What Is BMR (Basal Metabolic Rate)?
BMR stands for Basal Metabolic Rate. It represents the number of calories your body needs to keep itself alive at complete rest, no movement, no digestion, no stress. Think: breathing, pumping blood, regulating body temperature, and keeping your organs running.
It's a surprisingly large number for most people. For many adults, BMR accounts for 60 to 75 percent of all the calories they burn in a day. That means even before you take a single step or eat a single meal, your body has already committed to burning a significant chunk of energy just to exist.
BMR varies from person to person based on several biological factors. A taller person generally has a higher BMR than a shorter one. A younger person typically burns more at rest than an older one. Muscle tissue is more metabolically active than fat, so two people who weigh the same can have meaningfully different BMRs depending on their body composition.

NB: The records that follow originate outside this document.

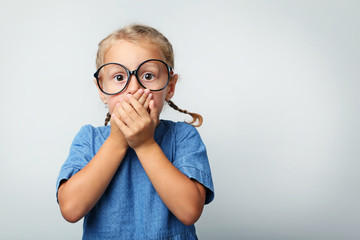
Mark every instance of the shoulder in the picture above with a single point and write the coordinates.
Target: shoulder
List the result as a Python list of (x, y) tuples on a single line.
[(90, 133), (180, 130)]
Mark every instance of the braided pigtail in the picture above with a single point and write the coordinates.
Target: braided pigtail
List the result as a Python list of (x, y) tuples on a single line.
[(107, 119), (195, 116)]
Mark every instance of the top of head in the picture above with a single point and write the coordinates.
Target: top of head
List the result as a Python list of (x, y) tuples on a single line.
[(136, 33)]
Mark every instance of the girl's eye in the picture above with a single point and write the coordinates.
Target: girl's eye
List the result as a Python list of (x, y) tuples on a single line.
[(119, 78), (148, 76)]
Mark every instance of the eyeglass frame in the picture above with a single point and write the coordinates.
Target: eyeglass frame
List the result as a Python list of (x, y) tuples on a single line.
[(129, 73)]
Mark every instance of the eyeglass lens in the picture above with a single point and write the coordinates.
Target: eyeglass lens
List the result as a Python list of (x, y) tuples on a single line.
[(152, 75)]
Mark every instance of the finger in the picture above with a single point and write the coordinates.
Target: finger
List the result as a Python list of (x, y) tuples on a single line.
[(154, 112), (130, 111), (146, 104), (144, 96), (137, 106), (122, 126), (138, 94)]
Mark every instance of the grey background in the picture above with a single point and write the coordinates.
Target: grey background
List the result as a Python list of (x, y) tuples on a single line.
[(276, 81)]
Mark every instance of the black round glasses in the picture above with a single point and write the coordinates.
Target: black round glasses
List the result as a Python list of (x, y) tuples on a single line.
[(113, 78)]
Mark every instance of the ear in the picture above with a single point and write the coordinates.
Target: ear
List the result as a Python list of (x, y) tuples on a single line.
[(102, 95), (171, 87)]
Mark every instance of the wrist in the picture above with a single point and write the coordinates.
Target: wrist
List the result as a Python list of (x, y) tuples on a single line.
[(146, 146), (116, 146)]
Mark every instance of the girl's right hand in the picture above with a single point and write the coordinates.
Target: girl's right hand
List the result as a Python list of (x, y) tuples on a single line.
[(115, 134)]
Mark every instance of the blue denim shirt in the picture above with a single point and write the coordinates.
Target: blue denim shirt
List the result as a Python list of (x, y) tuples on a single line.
[(130, 208)]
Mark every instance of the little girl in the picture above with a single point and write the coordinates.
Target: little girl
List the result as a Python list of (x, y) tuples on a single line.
[(140, 177)]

BMR vs RMR - What’s the Difference?
You'll often see BMR and RMR (Resting Metabolic Rate) used interchangeably, and honestly, for most practical purposes they're close enough that the distinction doesn't matter much. But they aren't technically the same thing.
BMR is measured under very strict clinical conditions: you need to be in a thermally neutral environment, completely at rest, and in a fasted state after a full night of sleep. It's a true baseline, which makes it harder to measure precisely in the real world.
RMR is measured under slightly less rigid conditions. You still need to be at rest, but the requirements aren't as strict. As a result, RMR tends to run about 10 to 20 calories higher than BMR for the same person. Most online calculators, including this one, calculate something that's effectively closer to RMR in practice, even when they call it BMR. The formulas are the same; the label is just a bit loose by convention.
BMR vs TDEE - How Are They Related?
If BMR is your resting baseline, TDEE (Total Daily Energy Expenditure) is the full picture. TDEE accounts for everything you do on top of just existing: walking, working out, fidgeting, digesting food, even thinking.
You get from BMR to TDEE by multiplying your BMR by an activity multiplier, a number that reflects how active your daily life actually is. A sedentary person sitting at a desk all day has a TDEE that's roughly 1.2 times their BMR. Someone who trains hard five or six days a week might be closer to 1.7 or 1.8 times their BMR.
TDEE is the number that really drives weight management. Eat below your TDEE and you'll generally lose weight. Eat above it and you'll gain. BMR just gives you the foundation to calculate that number accurately.